La Communauté économique des États de l'Afrique de l'Ouest (Cédéao) a prolongé jusqu'en décembre 2026 le mandat de son négociateur en chef, Lansana Kouyaté, chargé des discussions avec la Confédération des États du Sahel (AES). L'organisation ouest-africaine a également réaffirmé sa volonté de mener ces négociations exclusivement dans un cadre collectif.
La décision a été prise dimanche 19 juillet 2026 à l'issue de la 69ᵉ session ordinaire de la Conférence des chefs d'État et de gouvernement de la Cédéao, tenue à Lungi, en Sierra Leone, apprend-t-on ce mardi 21 juillet 2026.

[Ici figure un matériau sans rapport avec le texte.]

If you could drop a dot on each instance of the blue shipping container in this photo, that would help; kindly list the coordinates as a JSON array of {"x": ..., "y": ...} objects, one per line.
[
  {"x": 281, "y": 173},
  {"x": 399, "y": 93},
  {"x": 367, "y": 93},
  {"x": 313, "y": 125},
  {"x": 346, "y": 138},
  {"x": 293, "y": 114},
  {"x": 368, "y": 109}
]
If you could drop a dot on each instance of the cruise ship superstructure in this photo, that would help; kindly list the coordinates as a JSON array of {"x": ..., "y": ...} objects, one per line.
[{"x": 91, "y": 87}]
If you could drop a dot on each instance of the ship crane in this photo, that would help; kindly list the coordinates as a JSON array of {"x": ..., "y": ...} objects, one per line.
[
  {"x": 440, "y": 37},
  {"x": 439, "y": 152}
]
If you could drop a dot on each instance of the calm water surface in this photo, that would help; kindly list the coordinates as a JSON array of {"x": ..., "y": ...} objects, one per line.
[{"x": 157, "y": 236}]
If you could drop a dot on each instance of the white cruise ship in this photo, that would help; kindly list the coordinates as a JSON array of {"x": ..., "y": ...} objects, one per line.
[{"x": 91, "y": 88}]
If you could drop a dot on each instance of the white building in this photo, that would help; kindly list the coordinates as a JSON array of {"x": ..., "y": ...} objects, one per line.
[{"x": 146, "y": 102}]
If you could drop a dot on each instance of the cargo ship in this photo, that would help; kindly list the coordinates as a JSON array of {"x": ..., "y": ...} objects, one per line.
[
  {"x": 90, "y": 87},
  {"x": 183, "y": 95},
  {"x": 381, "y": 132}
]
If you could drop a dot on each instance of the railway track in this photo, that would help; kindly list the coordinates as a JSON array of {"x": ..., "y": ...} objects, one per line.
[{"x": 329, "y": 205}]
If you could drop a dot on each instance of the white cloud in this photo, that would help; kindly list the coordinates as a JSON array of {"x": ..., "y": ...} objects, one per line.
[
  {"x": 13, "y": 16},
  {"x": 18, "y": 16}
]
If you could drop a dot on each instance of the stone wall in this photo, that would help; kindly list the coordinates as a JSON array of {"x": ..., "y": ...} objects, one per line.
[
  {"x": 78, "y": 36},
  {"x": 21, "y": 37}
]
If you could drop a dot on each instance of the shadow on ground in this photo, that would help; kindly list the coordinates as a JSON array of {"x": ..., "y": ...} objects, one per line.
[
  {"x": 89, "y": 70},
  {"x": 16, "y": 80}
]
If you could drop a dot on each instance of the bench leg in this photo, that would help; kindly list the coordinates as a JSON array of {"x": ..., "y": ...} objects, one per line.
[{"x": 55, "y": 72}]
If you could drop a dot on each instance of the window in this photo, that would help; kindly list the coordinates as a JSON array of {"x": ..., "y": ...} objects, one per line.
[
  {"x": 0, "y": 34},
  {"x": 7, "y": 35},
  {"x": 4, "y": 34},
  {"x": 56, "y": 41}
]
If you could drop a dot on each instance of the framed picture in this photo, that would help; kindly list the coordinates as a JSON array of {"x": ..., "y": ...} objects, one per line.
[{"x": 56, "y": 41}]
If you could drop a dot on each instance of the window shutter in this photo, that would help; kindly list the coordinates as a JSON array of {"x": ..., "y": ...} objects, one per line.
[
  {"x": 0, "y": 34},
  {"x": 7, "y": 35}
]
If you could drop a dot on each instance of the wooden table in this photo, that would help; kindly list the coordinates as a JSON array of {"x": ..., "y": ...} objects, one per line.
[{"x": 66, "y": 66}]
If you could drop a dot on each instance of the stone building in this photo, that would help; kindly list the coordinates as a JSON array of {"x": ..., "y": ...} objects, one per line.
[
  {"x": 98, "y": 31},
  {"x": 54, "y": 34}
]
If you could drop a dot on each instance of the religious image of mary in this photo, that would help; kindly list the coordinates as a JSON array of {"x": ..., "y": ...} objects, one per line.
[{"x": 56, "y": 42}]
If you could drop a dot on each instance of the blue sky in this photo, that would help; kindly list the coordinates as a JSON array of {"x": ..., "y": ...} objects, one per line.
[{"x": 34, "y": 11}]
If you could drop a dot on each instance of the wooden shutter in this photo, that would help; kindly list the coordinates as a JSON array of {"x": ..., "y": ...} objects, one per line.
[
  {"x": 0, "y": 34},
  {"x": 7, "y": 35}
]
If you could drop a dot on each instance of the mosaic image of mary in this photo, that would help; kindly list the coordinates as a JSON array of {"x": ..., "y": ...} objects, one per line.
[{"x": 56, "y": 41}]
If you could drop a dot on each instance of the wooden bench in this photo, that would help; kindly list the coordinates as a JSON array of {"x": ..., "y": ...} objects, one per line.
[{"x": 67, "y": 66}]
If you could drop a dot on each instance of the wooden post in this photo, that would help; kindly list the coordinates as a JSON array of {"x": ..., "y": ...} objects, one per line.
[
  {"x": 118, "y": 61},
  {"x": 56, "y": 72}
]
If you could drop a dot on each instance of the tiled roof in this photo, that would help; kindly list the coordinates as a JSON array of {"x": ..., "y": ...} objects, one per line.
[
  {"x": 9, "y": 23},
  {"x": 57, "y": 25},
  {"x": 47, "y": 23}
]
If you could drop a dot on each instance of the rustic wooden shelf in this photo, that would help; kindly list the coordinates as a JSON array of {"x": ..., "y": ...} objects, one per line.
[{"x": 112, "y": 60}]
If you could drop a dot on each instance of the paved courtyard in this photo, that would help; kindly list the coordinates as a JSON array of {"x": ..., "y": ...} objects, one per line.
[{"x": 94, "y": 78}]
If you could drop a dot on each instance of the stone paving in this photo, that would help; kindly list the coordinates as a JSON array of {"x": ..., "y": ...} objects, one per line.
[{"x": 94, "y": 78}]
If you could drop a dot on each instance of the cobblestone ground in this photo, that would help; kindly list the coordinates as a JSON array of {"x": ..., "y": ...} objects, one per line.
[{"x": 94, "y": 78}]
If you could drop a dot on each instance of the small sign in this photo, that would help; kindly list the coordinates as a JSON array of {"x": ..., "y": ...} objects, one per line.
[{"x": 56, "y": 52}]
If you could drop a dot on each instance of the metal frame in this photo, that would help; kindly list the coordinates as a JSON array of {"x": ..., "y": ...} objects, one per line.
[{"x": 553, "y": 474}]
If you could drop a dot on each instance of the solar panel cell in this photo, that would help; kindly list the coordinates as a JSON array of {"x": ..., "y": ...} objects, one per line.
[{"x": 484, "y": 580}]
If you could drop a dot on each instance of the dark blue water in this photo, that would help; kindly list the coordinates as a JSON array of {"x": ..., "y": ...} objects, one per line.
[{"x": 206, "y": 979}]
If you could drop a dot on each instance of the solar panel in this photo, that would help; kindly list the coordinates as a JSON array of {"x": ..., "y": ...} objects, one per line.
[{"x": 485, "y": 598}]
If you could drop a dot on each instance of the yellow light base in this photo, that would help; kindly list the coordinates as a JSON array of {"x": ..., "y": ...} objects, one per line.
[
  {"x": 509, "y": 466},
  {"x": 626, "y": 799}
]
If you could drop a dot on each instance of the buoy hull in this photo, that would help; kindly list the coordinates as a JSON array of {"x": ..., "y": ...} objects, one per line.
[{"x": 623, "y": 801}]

Les dirigeants ouest-africains ont renouvelé leur confiance à l'ancien Premier ministre guinéen Lansana Kouyaté pour poursuivre les pourparlers engagés avec le Burkina Faso, le Mali et le Niger. Ils ont, en outre, demandé aux États membres de s'abstenir de conclure des accords bilatéraux séparés susceptibles d'affecter la cohésion de l'organisation régionale.
La Cédéao insiste ainsi sur le fait que les discussions avec les trois pays sahéliens devront être conduites au nom de l'organisation dans son ensemble.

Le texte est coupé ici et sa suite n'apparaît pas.